Created attachment 1116509 [details] tcp dump while cthon lock test running Description of problem: cthon lock test hang for gluster nfs Version-Release number of selected component (if applicable): glusterfs-3.7.5-16.el7rhgs.x86_64 How reproducible: Always on this glusterfs build Steps to Reproduce: 1. Create a dist-rep volume 2. Mount using gluster-nfs v3 3. run cthon lock test, it hangs cthon lock test hangs at the 7th test case: Test #7 - Test parent/child mutual exclusion. Parent: 7.0 - F_TLOCK [ ffc, 9] PASSED. Parent: Wrote 'aaaa eh' to testfile [ 4092, 7 ]. Parent: Now free child to run, should block on lock. Parent: Check data in file to insure child blocked. Parent: Read 'aaaa eh' from testfile [ 4092, 7 ]. Parent: 7.1 - COMPARE [ ffc, 7] PASSED. Parent: Now unlock region so child will unblock. Parent: 7.2 - F_ULOCK [ ffc, 9] PASSED. Attaching the tcp dump from server, while this test was running. Actual results: Expected results: cthon lock test should pass Additional info:
Could you please disable selinux and firewalld once and re-run the test?

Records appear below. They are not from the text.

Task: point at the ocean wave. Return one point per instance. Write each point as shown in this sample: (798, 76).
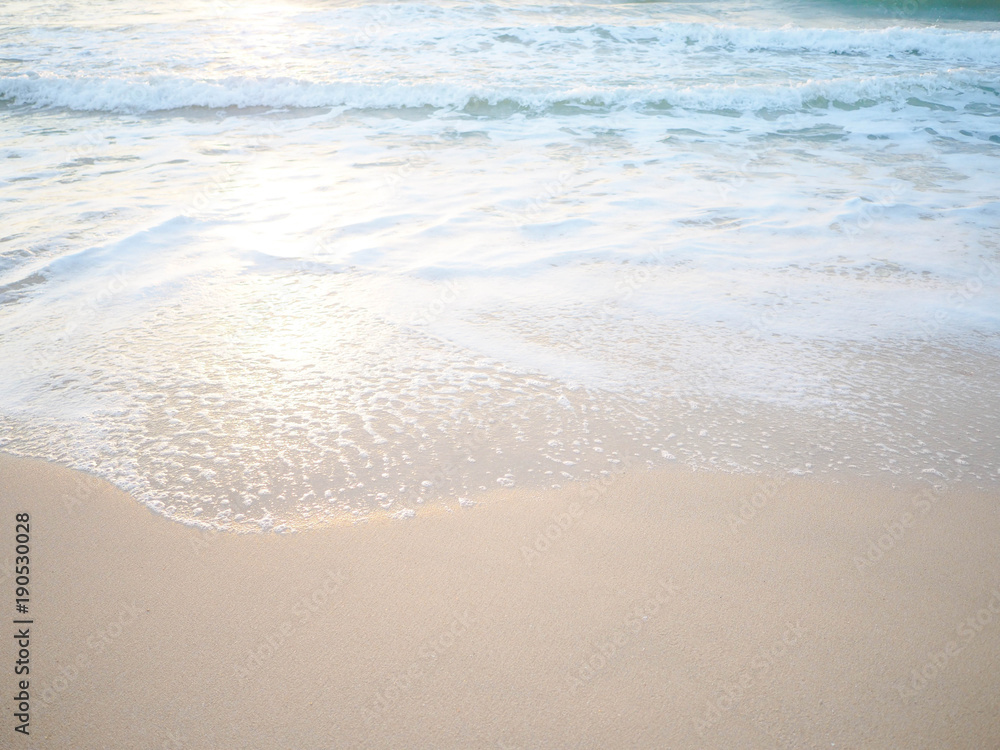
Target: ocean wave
(176, 93)
(937, 44)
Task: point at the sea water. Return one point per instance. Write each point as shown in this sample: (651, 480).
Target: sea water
(272, 264)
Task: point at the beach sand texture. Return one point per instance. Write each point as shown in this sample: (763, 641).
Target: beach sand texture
(659, 609)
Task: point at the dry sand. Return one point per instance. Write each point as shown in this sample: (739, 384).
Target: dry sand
(654, 619)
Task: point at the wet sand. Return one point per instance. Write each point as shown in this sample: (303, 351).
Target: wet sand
(660, 609)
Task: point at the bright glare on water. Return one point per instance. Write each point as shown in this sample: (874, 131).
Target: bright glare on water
(272, 264)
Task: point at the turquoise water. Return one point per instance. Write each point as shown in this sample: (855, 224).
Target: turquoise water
(265, 264)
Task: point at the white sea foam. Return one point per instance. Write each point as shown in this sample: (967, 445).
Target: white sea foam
(312, 262)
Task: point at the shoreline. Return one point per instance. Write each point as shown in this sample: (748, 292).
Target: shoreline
(668, 608)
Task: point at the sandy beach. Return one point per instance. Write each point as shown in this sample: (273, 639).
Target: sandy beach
(658, 609)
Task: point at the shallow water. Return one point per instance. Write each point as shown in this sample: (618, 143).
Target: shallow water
(269, 264)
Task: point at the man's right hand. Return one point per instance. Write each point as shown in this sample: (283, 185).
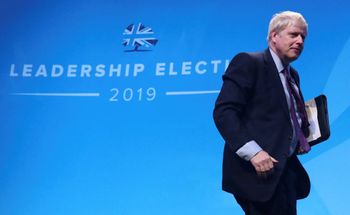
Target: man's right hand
(263, 163)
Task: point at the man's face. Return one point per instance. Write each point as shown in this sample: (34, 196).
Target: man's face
(289, 43)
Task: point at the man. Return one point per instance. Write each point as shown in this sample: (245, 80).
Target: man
(260, 114)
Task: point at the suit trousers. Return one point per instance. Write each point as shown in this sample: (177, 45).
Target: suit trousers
(283, 201)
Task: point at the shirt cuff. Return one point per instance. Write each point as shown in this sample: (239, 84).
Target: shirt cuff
(248, 150)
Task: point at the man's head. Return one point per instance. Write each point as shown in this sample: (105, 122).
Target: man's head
(287, 32)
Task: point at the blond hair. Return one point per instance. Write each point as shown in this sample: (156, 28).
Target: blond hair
(281, 20)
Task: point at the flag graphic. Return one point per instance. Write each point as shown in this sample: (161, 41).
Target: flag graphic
(138, 38)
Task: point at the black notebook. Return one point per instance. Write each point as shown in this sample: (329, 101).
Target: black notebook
(317, 112)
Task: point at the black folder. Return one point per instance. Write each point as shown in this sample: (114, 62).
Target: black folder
(317, 112)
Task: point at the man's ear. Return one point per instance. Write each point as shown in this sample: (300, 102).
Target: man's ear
(273, 36)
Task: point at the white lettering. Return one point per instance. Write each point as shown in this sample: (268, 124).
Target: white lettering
(85, 70)
(138, 68)
(72, 69)
(198, 70)
(186, 68)
(57, 70)
(12, 71)
(27, 70)
(115, 70)
(160, 67)
(41, 71)
(100, 70)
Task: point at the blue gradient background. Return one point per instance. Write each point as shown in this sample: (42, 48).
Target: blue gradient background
(87, 155)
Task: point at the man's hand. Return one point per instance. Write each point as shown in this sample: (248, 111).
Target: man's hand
(263, 163)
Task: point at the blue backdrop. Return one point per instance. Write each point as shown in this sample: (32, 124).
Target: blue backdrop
(106, 106)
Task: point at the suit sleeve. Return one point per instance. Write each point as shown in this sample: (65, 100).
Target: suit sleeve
(233, 99)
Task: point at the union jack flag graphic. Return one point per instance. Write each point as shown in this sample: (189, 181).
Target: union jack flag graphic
(139, 38)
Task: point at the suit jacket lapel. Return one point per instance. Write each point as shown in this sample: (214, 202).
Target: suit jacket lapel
(271, 69)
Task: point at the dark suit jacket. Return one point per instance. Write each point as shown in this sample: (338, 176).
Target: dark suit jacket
(252, 106)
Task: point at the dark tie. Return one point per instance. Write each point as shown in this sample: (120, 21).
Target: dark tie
(301, 110)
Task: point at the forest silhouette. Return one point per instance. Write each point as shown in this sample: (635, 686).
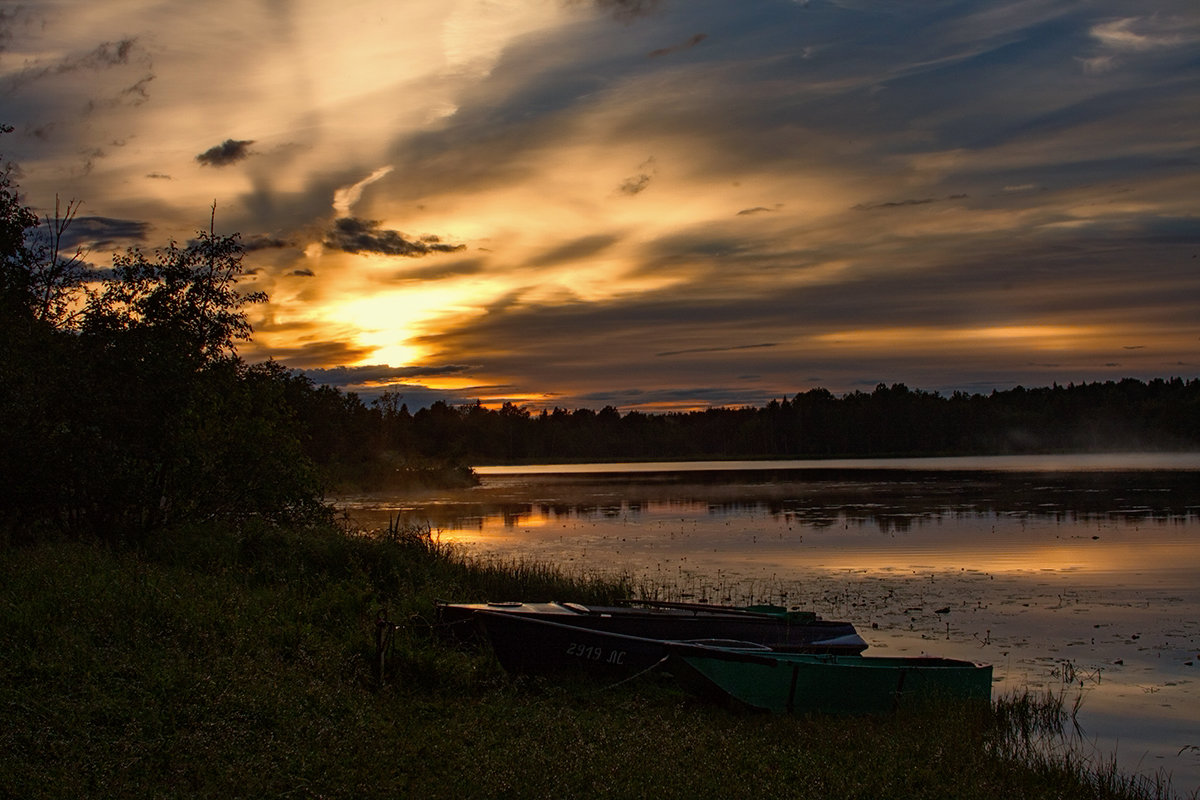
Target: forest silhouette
(125, 405)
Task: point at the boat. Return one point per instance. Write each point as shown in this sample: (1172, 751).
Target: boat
(525, 643)
(790, 683)
(774, 626)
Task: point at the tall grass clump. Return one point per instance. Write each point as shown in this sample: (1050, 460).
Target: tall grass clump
(241, 662)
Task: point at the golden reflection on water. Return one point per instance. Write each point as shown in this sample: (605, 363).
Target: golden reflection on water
(1043, 576)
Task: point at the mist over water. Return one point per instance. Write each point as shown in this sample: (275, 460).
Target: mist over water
(1078, 575)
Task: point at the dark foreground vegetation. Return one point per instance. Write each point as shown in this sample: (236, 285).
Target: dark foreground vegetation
(180, 618)
(125, 407)
(243, 665)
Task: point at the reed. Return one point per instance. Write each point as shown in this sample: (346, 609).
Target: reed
(241, 663)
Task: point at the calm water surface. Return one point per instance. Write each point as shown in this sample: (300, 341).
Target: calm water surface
(1072, 573)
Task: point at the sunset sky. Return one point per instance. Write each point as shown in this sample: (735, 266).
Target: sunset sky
(646, 204)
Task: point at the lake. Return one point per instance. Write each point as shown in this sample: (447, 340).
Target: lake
(1071, 573)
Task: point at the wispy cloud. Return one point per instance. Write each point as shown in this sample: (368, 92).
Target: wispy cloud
(227, 152)
(354, 235)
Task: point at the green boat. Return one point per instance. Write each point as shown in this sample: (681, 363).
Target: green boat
(835, 684)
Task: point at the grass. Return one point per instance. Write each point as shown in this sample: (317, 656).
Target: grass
(241, 665)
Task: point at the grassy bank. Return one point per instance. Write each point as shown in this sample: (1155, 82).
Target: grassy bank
(219, 663)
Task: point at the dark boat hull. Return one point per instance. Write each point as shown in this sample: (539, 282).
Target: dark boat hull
(525, 644)
(678, 623)
(797, 683)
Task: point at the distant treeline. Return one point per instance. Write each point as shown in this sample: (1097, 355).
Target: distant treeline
(125, 407)
(1162, 414)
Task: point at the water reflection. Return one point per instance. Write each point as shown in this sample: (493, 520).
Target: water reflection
(1045, 573)
(892, 501)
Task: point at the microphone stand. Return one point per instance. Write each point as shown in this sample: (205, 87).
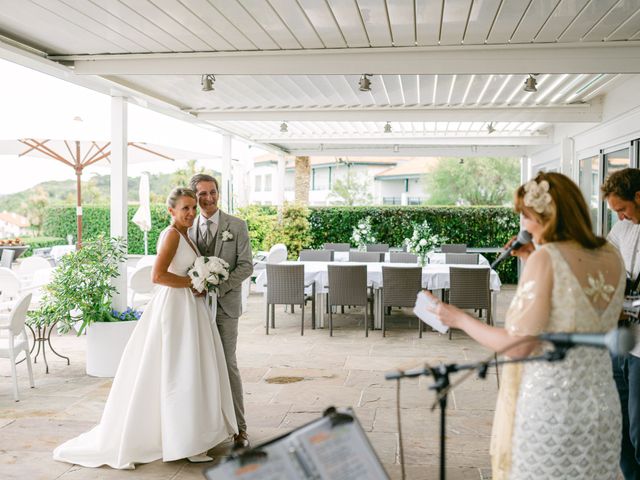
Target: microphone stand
(441, 383)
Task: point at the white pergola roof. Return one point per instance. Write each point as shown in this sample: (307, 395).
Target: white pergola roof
(442, 70)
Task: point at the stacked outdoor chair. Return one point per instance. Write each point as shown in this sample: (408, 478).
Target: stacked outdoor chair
(286, 286)
(348, 286)
(400, 286)
(469, 288)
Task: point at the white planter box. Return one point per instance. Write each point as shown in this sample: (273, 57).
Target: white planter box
(105, 344)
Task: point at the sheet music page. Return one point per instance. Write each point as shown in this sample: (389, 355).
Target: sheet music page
(422, 312)
(341, 452)
(277, 465)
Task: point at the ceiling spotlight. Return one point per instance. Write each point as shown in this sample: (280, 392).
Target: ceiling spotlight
(207, 81)
(364, 84)
(530, 84)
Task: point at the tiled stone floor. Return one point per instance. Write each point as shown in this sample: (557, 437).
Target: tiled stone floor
(344, 370)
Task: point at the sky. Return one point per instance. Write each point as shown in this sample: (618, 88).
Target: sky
(36, 105)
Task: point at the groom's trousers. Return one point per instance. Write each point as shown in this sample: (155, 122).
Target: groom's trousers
(228, 329)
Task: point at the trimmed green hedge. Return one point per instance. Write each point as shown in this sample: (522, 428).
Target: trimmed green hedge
(40, 242)
(475, 226)
(61, 221)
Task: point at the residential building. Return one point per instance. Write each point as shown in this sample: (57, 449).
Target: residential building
(13, 225)
(385, 180)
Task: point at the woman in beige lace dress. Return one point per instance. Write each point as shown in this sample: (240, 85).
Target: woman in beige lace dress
(555, 420)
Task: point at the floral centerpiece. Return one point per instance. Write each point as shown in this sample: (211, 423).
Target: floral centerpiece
(125, 316)
(207, 273)
(423, 240)
(362, 234)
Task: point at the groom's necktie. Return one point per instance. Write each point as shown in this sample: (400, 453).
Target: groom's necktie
(208, 237)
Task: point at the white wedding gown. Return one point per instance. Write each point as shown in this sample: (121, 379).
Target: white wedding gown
(170, 397)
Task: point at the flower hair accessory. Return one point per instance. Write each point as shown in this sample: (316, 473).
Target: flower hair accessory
(537, 196)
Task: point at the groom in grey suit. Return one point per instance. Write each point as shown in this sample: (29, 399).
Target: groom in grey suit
(217, 234)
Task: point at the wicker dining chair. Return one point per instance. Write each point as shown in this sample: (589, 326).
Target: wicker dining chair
(470, 288)
(348, 286)
(454, 248)
(403, 257)
(337, 247)
(308, 255)
(400, 285)
(286, 286)
(461, 258)
(366, 257)
(378, 247)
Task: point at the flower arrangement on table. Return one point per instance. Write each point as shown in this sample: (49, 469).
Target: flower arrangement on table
(207, 273)
(362, 234)
(125, 316)
(423, 241)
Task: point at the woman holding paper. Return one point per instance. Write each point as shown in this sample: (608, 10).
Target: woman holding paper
(556, 420)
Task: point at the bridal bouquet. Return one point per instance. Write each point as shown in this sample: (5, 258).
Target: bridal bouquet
(207, 273)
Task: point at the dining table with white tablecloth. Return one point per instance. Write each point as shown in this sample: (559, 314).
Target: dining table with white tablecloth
(434, 277)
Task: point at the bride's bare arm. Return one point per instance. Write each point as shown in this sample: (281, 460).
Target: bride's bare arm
(167, 251)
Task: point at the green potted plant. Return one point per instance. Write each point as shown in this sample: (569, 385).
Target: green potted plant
(80, 292)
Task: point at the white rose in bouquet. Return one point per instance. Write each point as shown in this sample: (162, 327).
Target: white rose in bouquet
(207, 273)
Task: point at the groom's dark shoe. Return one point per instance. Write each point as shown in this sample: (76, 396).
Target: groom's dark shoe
(241, 440)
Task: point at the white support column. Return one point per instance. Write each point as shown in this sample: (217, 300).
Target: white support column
(566, 157)
(226, 187)
(279, 183)
(119, 190)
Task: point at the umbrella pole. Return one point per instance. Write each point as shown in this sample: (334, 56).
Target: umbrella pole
(79, 207)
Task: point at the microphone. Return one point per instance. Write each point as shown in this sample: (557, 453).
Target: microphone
(618, 341)
(523, 238)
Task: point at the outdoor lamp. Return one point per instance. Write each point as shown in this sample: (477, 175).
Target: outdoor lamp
(207, 82)
(364, 83)
(530, 84)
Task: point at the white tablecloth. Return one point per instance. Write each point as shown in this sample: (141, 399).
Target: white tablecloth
(434, 276)
(440, 258)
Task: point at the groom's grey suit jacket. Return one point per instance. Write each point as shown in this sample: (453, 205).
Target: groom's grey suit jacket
(236, 252)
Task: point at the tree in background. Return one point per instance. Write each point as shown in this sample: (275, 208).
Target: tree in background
(352, 190)
(35, 207)
(182, 176)
(474, 181)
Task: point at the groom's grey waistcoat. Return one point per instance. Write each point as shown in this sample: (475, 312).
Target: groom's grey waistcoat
(235, 251)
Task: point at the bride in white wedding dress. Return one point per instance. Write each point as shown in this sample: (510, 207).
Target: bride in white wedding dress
(170, 397)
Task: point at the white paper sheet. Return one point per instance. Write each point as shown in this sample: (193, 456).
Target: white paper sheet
(423, 302)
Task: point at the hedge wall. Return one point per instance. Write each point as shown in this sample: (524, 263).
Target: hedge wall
(475, 226)
(40, 242)
(61, 220)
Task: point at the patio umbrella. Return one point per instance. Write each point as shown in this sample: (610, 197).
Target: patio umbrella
(142, 217)
(79, 154)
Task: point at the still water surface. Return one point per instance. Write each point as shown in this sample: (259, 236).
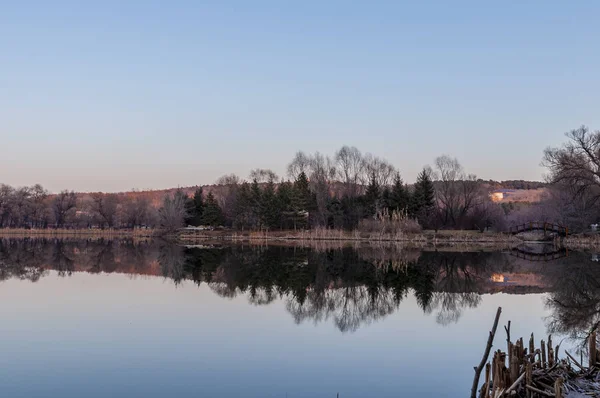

Its confirmed that this is an issue is related to port block on nfs client machine. NFS/NLM server sends GRANTED calls to the client once the blocked locks are granted. These calls were being blocked by the client machine. After disabling the firewalld or flushing the IPtables, we observe that the cthon tests are successfully passed. We need to document that nlockmgr ports need to be opened on the NFS client machine as well.
As mentioned above, nlockmgr and rpc.statd services need corresponding ports to be opened on the NFS client machine for lock functionality to work as expected in the RHEL 7 machines. This needs to be documented in the admin guide.
Since we are using iptables flush (iptables -F).. am not sure if this can be documented in the guide. Neils. Can you let us know what is the best way to document this.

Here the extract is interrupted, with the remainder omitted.